Pro Football Focus credits Barwin with 25 hurries and five batted passes this season, the latter figure tying him for the lead among 3-4 outside linebackers with Green Bay's Clay Matthews.

The Eagles haven't had a defensive player of the month since Brian Dawkins last won, for December 2008. Barwin's award symbolizes how far the unit has come under Davis; when this season began, it was hard to project any Eagles defender as a strong Pro Bowl candidate, but now, Barwin certainly should make it, Cox deserves to go, safety Malcolm Jenkins has played well enough to merit strong consideration, and inside linebacker Mychal Kendricks would be in line if he hadn't missed four games with a calf injury.

The zone-read secret

The Seahawks run a fair amount of zone-read plays, something the Eagles did here and there to solid effect against the Cowboys.

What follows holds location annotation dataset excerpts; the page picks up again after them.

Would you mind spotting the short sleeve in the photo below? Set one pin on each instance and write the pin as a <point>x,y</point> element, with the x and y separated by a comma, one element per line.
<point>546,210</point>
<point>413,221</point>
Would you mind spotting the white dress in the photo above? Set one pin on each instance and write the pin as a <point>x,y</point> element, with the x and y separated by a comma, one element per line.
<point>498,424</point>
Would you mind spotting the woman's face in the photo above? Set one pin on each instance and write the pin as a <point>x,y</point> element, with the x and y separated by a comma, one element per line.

A lot of NFL people think that if you run zone read, you'll get your QB hurt; that is what Cardinals coach Bruce Arians was talking about last year before the Eagles played Arizona, when Arians called it a "college offense."

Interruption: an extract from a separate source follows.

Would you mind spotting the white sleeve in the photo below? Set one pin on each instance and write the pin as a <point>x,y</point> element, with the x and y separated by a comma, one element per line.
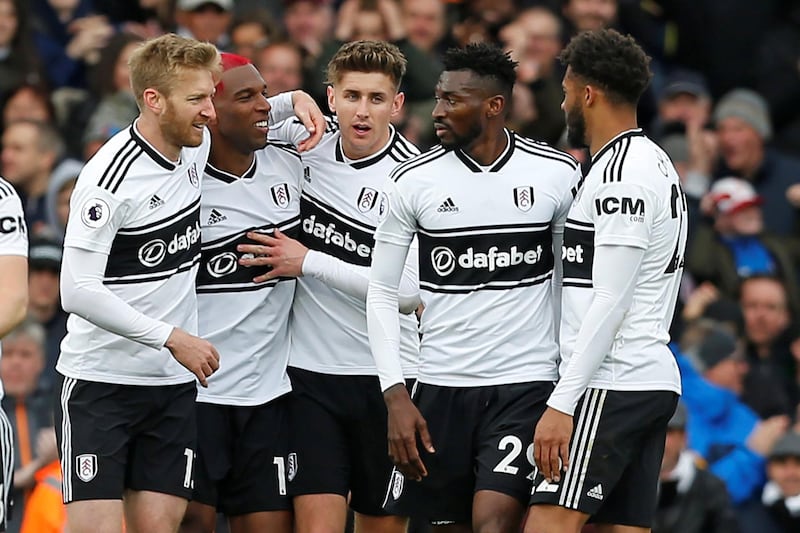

The idea is for the quarterback to read the end, obviously, and to keep the ball every now and then if the end doesn't honor the run possibility. But neither Chip Kelly nor Seattle coach Pete Carroll would be looking for the QB to keep it more than every once in a great while - despite the fact that Carroll has Russell Wilson, one of the league's most athletic quarterbacks.

"I never really try to run the ball," said Wilson, 5-11, 206, who has 679 yards on 91 carries, most of them unintentional, when pass plays break down. He spoke on a conference call this week with Philadelphia-area reporters. "I'm trying to hand the ball off, 100 percent of the time, to Marshawn Lynch. If for some reason, there's nobody out there, I take it . . . I'm not trying to bang into a whole bunch of guys; I'm trying to get down and make the smart play . . . Really, honestly, I'm not a runner."

Kelly noted yesterday that Wilson "doesn't put himself in harm's way."

"He's not looking to run people over," Kelly said. "He's looking to literally go first down, touchdown, get down . . . I think that's part of what makes him - he's got such poise and he's such a great decision-maker - that's what makes him so dangerous . . . He's really smart, and I think he understands what he can do."

Kelly recalled trying to get Michael Vick to embrace a similar mentality, how he was horrified, in Kelly's first regular-season game, at Washington, to see LeSean McCoy cut back and Vick take off in front of him as a lead blocker.

"I'm, like, 'No, Mike. I don't need you to lead block!' . . . But that's also one of the things that made Mike such a great player, is that he was so competitive, that he wanted to win every snap he was out there," Kelly said.

Carroll, asked about the read option's NFL viability, said: "It's going to be around as long as you have quarterbacks who don't get hit. Our quarterback is very good at not taking shots."

Chip shots

Chip Kelly congratulated Colorado State's Jim McElwain, a Kelly acquaintance who got the Florida job. A report erroneously had said the Gators planned to contact Kelly, and touched off a flurry of speculation.

"I don't think our pro-style offense would work in college," Kelly joked, recycling a joke originally made on Twitter by Philly.com's Justin Klugh.

In the same vein, Kelly said that although his parents once lived in Fort Collins, he is not a candidate at Colorado State.

Birdseed

Cody Parkey said he suffered his groin pull warming up for the Tennessee game, the day he kicked five field goals. Parkey, a rookie who has never played such a long season, acknowledged some fatigue, but said the extra rest from not having played since Thanksgiving is helping. He said he expects to be at full strength Sunday . . . The Eagles are aware of the playoff seeding and credibility stakes this game holds. "We want to be relevant, because we are," linebacker Mychal Kendricks said.